Zum "Wochenende der Information, Solidarität und ökonomischen Unterstützung" hatten Kollektivbetriebe, anarchistische Zentren und die besetzte selbstverwaltete Fabrik Vio.Me vom 22. bis 24. April 2016 in verschiedenen griechischen Städten geladen. Unterstützt wurde der Kampf der Arbeiter des Holz- und Sägewerks Papadópoulos - Pagoúras in Patrída im Landkreis Imathía. Seit Februar 2016 halten die Arbeiter das Werk in der Nähe der Stadt Véria in Nordgriechenland besetzt und bereiten die Wiederaufnahme der Produktion in Selbstverwaltung vor.
Schon im März hatte die Solidaritätsbewegung den argentinischen Schriftsteller Andrés Ruggeri eingeladen, der in Athen und Thessaloníki sein Buch „Die Rückeroberung der Betriebe Argentieniens.

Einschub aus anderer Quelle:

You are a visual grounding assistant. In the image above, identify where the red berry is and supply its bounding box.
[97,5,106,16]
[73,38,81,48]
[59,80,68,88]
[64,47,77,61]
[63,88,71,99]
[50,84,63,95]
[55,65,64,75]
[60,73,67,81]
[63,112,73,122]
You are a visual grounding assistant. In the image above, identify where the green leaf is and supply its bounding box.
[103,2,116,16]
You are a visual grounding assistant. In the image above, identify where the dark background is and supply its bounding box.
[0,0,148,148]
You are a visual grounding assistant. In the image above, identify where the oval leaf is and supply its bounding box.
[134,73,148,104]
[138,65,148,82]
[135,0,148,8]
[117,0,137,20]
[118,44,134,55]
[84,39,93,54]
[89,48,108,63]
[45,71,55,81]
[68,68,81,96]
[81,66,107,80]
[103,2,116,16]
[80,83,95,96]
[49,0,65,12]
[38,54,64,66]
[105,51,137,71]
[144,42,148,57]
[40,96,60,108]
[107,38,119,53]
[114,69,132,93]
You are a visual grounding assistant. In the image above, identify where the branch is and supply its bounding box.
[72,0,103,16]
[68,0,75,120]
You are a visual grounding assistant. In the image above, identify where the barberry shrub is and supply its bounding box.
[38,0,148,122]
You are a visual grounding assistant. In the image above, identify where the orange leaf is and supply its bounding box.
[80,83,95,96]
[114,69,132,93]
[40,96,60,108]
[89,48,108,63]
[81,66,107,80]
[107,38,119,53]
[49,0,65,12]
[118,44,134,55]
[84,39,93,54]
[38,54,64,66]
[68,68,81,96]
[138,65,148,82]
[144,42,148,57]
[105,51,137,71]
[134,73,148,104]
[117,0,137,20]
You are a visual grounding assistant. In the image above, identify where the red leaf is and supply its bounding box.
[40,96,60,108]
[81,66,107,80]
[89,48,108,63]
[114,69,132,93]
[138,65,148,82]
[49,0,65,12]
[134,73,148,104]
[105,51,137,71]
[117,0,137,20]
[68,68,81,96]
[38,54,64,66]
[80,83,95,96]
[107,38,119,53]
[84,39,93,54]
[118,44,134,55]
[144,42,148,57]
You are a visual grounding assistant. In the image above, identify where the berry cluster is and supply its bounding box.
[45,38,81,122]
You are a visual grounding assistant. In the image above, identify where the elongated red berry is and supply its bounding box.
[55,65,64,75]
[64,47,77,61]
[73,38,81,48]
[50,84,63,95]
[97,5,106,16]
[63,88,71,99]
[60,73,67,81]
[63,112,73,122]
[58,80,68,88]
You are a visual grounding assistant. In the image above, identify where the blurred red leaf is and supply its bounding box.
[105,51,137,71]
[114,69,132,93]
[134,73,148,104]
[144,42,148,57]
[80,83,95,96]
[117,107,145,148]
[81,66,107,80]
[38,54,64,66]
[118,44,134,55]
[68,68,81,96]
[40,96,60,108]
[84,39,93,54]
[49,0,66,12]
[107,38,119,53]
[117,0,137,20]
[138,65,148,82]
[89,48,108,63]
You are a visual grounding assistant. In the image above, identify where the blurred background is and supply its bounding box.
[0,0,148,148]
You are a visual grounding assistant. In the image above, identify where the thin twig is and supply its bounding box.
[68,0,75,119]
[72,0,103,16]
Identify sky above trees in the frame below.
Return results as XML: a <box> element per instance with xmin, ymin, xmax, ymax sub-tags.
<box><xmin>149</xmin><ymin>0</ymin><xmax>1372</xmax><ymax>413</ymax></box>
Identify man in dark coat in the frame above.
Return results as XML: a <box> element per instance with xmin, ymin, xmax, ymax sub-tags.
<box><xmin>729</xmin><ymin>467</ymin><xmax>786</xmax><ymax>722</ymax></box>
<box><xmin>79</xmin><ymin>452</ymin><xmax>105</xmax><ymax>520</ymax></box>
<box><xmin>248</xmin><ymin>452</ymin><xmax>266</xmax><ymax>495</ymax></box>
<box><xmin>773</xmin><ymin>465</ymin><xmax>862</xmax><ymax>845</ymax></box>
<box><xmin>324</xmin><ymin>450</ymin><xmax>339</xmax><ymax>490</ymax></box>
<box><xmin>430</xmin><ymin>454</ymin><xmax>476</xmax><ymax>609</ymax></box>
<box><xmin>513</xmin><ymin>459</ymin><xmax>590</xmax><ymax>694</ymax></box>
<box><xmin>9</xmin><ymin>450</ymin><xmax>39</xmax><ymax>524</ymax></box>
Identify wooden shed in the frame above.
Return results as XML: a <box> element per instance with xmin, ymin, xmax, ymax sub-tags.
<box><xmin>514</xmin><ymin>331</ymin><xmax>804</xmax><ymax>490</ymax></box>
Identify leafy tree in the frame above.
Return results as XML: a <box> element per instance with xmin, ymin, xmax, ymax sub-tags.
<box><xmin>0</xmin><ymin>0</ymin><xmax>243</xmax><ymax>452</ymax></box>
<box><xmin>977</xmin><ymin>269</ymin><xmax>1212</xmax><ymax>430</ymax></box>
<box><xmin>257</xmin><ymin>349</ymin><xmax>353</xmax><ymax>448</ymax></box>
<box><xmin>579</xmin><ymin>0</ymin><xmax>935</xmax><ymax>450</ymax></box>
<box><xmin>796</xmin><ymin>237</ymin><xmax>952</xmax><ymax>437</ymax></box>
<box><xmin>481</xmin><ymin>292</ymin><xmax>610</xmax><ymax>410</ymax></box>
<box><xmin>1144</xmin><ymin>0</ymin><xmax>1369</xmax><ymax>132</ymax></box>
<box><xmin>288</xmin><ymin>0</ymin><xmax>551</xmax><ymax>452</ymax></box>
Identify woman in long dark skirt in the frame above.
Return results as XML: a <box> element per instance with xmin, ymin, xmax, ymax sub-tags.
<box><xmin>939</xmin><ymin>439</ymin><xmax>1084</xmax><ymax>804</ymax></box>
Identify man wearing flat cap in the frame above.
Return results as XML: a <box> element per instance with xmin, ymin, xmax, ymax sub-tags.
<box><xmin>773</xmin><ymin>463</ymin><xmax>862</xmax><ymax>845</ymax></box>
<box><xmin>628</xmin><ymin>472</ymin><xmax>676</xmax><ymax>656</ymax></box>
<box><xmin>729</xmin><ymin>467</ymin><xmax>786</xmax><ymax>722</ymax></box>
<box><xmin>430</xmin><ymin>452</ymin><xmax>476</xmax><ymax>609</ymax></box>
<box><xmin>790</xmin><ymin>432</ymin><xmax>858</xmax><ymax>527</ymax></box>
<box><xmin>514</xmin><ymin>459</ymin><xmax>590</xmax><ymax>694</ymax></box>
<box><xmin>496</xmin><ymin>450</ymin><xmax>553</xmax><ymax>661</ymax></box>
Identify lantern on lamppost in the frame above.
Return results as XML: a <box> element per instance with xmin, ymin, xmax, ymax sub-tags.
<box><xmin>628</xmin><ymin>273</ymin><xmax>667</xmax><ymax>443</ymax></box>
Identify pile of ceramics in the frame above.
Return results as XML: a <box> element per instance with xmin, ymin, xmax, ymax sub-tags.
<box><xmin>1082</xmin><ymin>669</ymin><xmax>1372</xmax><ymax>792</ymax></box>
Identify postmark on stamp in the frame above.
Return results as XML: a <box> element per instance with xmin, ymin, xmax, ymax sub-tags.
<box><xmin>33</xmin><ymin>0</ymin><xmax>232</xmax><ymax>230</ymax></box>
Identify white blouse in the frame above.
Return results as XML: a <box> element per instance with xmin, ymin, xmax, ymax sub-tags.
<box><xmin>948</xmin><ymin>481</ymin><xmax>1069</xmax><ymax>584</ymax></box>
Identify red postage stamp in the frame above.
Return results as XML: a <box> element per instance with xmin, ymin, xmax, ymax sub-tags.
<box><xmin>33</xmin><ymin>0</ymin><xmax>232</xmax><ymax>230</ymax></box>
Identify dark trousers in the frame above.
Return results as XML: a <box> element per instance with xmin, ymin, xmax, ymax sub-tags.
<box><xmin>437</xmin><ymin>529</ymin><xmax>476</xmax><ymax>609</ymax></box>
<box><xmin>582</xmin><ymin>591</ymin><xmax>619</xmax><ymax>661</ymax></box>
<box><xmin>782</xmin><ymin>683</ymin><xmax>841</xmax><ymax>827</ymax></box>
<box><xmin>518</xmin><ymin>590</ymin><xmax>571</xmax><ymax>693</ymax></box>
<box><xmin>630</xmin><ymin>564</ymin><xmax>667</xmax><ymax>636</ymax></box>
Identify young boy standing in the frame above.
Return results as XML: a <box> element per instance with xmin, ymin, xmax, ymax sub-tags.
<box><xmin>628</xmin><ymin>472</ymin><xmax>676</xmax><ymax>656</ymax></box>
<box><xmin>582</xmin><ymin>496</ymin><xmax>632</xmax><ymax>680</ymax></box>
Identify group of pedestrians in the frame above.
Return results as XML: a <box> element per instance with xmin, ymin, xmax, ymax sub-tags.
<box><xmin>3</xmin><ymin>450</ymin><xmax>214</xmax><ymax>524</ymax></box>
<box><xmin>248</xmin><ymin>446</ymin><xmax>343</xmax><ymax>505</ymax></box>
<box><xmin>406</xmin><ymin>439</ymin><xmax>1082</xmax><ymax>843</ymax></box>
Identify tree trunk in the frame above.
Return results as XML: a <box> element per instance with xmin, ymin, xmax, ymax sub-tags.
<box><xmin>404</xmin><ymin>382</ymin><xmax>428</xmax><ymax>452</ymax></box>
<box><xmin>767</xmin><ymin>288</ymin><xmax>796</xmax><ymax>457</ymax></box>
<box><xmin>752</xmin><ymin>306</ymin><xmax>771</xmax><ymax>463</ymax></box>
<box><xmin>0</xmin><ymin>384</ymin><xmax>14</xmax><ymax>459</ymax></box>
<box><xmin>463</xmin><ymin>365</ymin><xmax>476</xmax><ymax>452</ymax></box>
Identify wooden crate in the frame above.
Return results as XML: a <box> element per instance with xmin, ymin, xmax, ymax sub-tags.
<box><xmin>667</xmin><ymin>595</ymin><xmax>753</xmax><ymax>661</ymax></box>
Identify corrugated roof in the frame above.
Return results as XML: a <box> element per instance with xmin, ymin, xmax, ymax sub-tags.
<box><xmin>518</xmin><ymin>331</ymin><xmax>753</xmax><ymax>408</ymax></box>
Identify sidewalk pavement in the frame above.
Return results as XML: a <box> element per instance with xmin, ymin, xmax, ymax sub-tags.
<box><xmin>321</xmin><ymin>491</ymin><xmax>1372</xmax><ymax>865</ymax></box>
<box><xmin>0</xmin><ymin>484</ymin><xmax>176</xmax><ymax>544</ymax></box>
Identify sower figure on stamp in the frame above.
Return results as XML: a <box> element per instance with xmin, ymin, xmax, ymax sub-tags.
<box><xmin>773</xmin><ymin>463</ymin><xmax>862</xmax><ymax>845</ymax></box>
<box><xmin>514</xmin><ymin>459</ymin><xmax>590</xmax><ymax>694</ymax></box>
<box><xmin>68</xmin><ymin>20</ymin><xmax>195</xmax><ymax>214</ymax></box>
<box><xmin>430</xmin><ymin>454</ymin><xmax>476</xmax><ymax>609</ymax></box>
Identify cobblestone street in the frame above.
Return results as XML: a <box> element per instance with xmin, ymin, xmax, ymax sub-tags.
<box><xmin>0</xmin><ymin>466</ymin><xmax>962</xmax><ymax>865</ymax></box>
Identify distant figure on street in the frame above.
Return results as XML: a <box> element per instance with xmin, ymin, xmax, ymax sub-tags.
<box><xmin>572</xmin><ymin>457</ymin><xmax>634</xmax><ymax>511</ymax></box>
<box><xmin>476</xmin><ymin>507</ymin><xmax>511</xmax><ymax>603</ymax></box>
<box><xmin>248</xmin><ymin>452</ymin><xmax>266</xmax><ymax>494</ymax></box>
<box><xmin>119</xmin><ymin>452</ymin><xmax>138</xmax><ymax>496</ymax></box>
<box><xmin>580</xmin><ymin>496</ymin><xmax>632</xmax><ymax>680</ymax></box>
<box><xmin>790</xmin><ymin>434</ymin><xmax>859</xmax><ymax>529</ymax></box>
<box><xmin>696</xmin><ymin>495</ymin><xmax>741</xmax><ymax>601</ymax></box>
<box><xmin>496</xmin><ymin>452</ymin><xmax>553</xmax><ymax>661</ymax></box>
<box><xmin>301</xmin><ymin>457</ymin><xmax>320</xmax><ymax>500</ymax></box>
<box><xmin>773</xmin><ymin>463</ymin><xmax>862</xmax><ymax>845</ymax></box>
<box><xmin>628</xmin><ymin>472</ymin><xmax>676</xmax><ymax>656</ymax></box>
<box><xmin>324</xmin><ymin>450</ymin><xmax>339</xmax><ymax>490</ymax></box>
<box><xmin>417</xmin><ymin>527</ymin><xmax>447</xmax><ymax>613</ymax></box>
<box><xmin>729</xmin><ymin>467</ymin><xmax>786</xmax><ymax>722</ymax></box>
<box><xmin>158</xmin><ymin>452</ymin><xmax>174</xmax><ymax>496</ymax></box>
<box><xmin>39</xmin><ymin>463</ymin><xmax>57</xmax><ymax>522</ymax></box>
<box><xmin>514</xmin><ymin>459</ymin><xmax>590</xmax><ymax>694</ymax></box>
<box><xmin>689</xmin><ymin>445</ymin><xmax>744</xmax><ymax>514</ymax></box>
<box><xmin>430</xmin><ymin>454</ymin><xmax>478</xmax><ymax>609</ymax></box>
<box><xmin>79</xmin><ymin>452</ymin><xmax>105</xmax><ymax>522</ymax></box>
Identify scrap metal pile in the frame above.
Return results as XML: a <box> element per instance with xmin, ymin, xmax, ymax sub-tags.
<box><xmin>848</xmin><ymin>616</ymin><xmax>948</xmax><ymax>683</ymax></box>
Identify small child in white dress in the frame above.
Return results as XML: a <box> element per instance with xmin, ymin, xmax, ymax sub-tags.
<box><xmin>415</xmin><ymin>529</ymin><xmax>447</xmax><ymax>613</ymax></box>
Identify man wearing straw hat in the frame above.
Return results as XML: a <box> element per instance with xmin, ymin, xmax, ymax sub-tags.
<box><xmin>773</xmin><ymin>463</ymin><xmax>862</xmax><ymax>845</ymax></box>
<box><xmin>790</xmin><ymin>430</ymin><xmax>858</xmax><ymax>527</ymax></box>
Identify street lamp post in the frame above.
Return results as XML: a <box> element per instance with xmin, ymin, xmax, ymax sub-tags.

Besetzen, Widerstand leisten, Produzieren“ vorstellte und im Sägewerk mit Arbeitern und Unterstützer_innen diskutierte.
Die seit Jahren unbezahlten Holzarbeiter folgen damit dem Beispiel von Vio.Me in Thessaloníki (vgl. GWR 406). Die Übernahme des Holz- und Sägewerks in Patrída könnte die beispielgebende Antwort fortschrittlicher gesellschaftlicher Kräfte auf die weitgehende Entindustrialisierung weiter Teile des ländlichen Raums in Griechenland sein. Im Landkreis Imathía liegt die offizielle Arbeitslosenquote nach nunmehr sechs Jahren Spardiktat bei 35% (Efimerída ton Syntaktón, 21.03.2016). „Guter Wille und Ideen gibt es mehr als genug, was wir dringend brauchen, ist ein gesetzlicher Rahmen. Von unserer Seite aus könnten wir schon morgen den Sicherungshebel umlegen und mit der Produktion beginnen.“
Der 54jährige Stávros beschreibt das Hauptproblem der Werksbesetzer, die alle mit ihren Familien in Patrída leben und 20 bis 30 Jahre im Betrieb gearbeitet haben. Die Arbeiter_innen von Vio.Me haben mit der Produktion ökologischer Reinigungsmittel eine alternative Nische besetzt und vertreiben ihre Produkte vor allem in sozialen Zentren, besetzten Häusern, auf informellen Straßenmärkten und über die Solidaritätsbewegung. Für ein besetztes Sägewerk ist es dagegen momentan noch bedeutend schwieriger, ohne legalen Rahmen zu produzieren.
Die Geschichte
Die Probleme des Werks begannen 2009, als die bis dahin gesunde Firma die Schulden einer Zweigstelle in Bulgarien übernahm. Ab 2010 zahlten die Besitzer nur noch monatliche Abschläge zwischen 200 und 400 Euro pro Arbeiter, kürzten gleichzeitig die Einzahlungen in die Renten- und Sozialversicherungskassen um die Hälfte und entließen nach und nach immer mehr Beschäftigte. 2011 stellte die Geschäftsleitung schließlich den Insolvenzantrag.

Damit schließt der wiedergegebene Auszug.